Mujica também foi um firme defensor da integração latino-americana. Costumava dizer que, em um mundo dominado por grandes potências, os países da região só teriam peso se atuassem em conjunto. Em evento realizado em 2023, no Brasil, defendeu a cooperação regional como caminho para preservar a soberania diante das pressões externas. “Para defender a pouca soberania que nos resta em um mundo cada vez mais global, se não nos unirmos, não existimos”, afirmou na ocasião.

Em dezembro de 2024, já debilitado, Mujica recebeu em casa a visita do presidente Luiz Inácio Lula da Silva, que o condecorou com a Ordem Nacional do Cruzeiro do Sul, principal honraria concedida pelo governo brasileiro a estrangeiros.

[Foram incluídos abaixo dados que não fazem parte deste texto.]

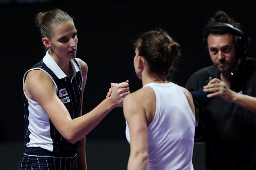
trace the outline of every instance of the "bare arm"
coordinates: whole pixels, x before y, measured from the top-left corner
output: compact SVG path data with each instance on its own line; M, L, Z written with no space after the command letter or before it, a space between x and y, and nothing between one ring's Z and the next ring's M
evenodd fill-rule
M81 71L82 71L82 75L83 75L83 87L82 89L82 101L81 101L81 109L80 111L80 114L79 116L81 117L83 115L83 98L84 96L84 91L86 84L86 81L87 77L88 66L87 64L81 60L79 58L76 58L79 62L81 66ZM80 170L87 170L87 166L86 164L86 158L85 154L85 136L80 140L80 142L82 144L81 147L77 148L77 158L78 158L78 169Z
M128 170L146 170L148 164L148 131L145 109L134 94L123 102L123 111L130 131L131 153ZM112 96L112 95L111 95Z
M85 63L83 65L81 66L86 70L82 72L87 73L87 65ZM123 83L115 86L110 97L105 99L89 113L73 120L56 95L52 81L45 73L40 70L30 71L24 88L26 94L29 93L39 103L61 135L74 143L90 132L112 109L122 104L123 98L130 93L128 86L128 84Z
M227 102L234 103L256 113L256 98L236 93L230 90L225 83L217 79L212 80L204 89L205 92L213 92L208 94L208 97L220 96Z

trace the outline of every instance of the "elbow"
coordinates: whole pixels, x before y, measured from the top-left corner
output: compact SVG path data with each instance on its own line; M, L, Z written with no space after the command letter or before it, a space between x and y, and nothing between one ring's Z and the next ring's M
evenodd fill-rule
M142 162L148 162L149 161L149 154L148 152L138 152L134 155L134 157L137 160L140 160Z
M63 136L65 138L66 140L70 142L70 143L73 144L79 140L78 140L76 137L76 135L74 134L73 133L69 133L67 132L65 133Z
M141 156L141 160L143 162L148 162L149 161L149 155L144 154Z

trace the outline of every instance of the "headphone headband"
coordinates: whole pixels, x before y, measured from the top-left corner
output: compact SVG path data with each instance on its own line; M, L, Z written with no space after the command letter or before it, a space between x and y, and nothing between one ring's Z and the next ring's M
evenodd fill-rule
M203 31L203 40L205 44L207 44L208 36L206 37L206 36L209 36L207 35L209 31L212 28L220 27L227 28L231 33L236 36L235 45L236 51L237 53L238 53L237 54L239 54L241 56L246 57L249 48L250 38L246 36L240 29L227 23L222 22L215 23L209 24L204 27Z

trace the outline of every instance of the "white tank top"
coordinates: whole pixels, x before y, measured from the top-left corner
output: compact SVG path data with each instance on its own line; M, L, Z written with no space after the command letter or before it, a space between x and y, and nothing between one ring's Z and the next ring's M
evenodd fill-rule
M148 170L193 170L195 117L182 89L172 82L152 83L156 112L149 130ZM126 135L130 143L126 122Z

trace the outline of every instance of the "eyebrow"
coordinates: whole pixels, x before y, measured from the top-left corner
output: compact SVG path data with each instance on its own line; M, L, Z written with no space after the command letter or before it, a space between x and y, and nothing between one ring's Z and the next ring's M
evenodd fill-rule
M228 44L227 44L222 47L221 47L221 48L225 48L225 47L230 47L231 46L229 45ZM217 47L210 47L210 49L217 49Z

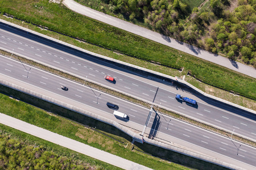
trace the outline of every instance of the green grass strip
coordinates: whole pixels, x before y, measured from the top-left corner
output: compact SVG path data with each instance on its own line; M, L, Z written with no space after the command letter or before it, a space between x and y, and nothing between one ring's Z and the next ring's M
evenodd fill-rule
M93 20L61 4L32 0L1 3L2 13L139 59L172 68L184 67L184 74L190 71L205 83L256 100L256 79Z

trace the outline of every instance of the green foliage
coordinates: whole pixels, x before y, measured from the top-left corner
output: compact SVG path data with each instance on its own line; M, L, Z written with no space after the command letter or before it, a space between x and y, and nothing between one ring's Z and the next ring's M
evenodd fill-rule
M118 3L119 3L119 2L118 1ZM158 7L159 7L159 4L164 4L165 2L167 1L159 2L158 1L155 1L155 4ZM20 19L28 20L32 24L44 26L64 35L85 40L93 44L118 51L121 53L133 56L139 59L148 61L154 61L160 63L164 66L173 68L184 67L185 70L191 71L192 75L199 79L203 79L205 83L224 88L226 90L236 91L245 96L256 99L256 90L254 88L255 84L254 84L255 83L255 80L253 79L251 79L248 77L243 78L240 76L239 74L234 73L230 73L232 75L228 76L226 73L231 71L224 70L221 67L215 67L214 65L209 64L207 62L201 61L200 65L197 65L197 59L193 56L184 54L181 52L133 34L129 33L114 27L86 18L70 11L65 7L63 7L61 5L48 3L47 1L40 1L40 2L36 3L36 5L38 7L42 7L42 8L36 7L34 3L31 3L29 6L26 6L26 10L24 10L24 6L19 6L14 2L10 3L10 2L7 3L4 1L3 3L6 3L0 7L0 11L2 12L7 12L14 15ZM160 6L160 7L161 6ZM165 7L166 6L170 6L165 5ZM160 7L156 6L156 9L160 9ZM119 10L121 10L121 9L119 8ZM166 12L167 12L166 11L161 11L160 10L155 10L154 12L150 12L148 16L147 15L148 23L154 23L155 24L158 20L162 20L162 18L159 16L165 16ZM195 14L197 15L196 13ZM189 35L190 39L188 40L188 39L187 39L188 41L200 37L197 36L197 34L200 32L195 29L202 28L203 26L201 23L204 23L204 22L202 22L201 19L198 19L192 24L190 24L184 20L177 22L177 19L179 17L179 12L173 9L170 12L168 12L167 15L171 17L173 20L173 22L168 25L167 28L174 36L183 39L183 37L181 37L180 35L181 32L182 32L183 36ZM61 17L60 17L60 16L61 16ZM154 17L152 17L153 16ZM156 17L156 16L158 16ZM155 18L157 18L157 20L155 19ZM47 19L44 20L41 19L41 18L46 18ZM195 17L195 18L196 19L197 17ZM230 33L229 26L225 26L225 22L223 19L218 20L216 26L216 26L217 29L216 29L218 30L219 32L217 33L217 31L214 28L212 31L215 33L213 35L216 35L215 38L216 39L213 38L213 36L212 37L207 37L204 39L204 48L214 53L220 51L223 53L228 53L228 52L230 50L230 46L234 45L238 49L232 50L234 51L235 55L239 55L241 53L240 50L242 46L245 46L244 44L246 44L245 46L247 46L247 48L251 49L251 57L250 58L243 57L242 59L245 60L247 62L250 63L250 61L253 59L251 57L255 57L255 55L252 54L253 53L254 54L255 43L245 41L243 39L245 39L248 35L247 34L247 28L250 28L250 31L254 31L254 29L253 29L254 25L251 22L248 22L243 25L236 24L239 26L236 26L236 27L239 28L233 31L236 32L238 38L236 42L232 44L230 43L231 41L228 38L229 36L229 33ZM159 24L159 22L158 24ZM233 27L233 23L232 23L230 27ZM196 27L195 27L195 26ZM162 24L161 27L163 28L165 26ZM227 28L227 27L229 28ZM185 30L187 31L183 32ZM221 33L226 35L226 37L224 40L217 40L217 35ZM201 33L202 33L202 31ZM217 41L215 42L214 41ZM224 42L222 42L222 41ZM201 41L201 43L202 42L204 41ZM179 57L180 55L186 57L180 58ZM238 56L236 56L235 57ZM251 63L253 62L254 63L254 61L251 60ZM220 71L214 70L216 74L212 74L211 71L201 71L201 70L206 69L206 67ZM225 74L223 74L224 73ZM219 75L223 75L221 79L219 78ZM204 77L208 77L208 78L204 78ZM240 86L240 84L241 84L240 82L246 82L247 86ZM232 84L233 86L230 86L230 84ZM28 120L29 116L26 118Z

Emocionado, Lula descreveu Mujica como “a pessoa mais extraordinária” entre os presidentes que conheceu. “Essa medalha que eu estou entregando ao Pepe Mujica não é pelo fato de ele ter sido presidente do Uruguai. É pelo fato de ele ser quem é.”

Mujica parte deixando um legado raro na política: o de alguém que, mesmo ocupando o cargo mais alto de seu país, nunca se afastou das ideias que o moveram desde a juventude. Suas palavras, ações e escolhas fizeram dele uma figura respeitada muito além das fronteiras do Uruguai.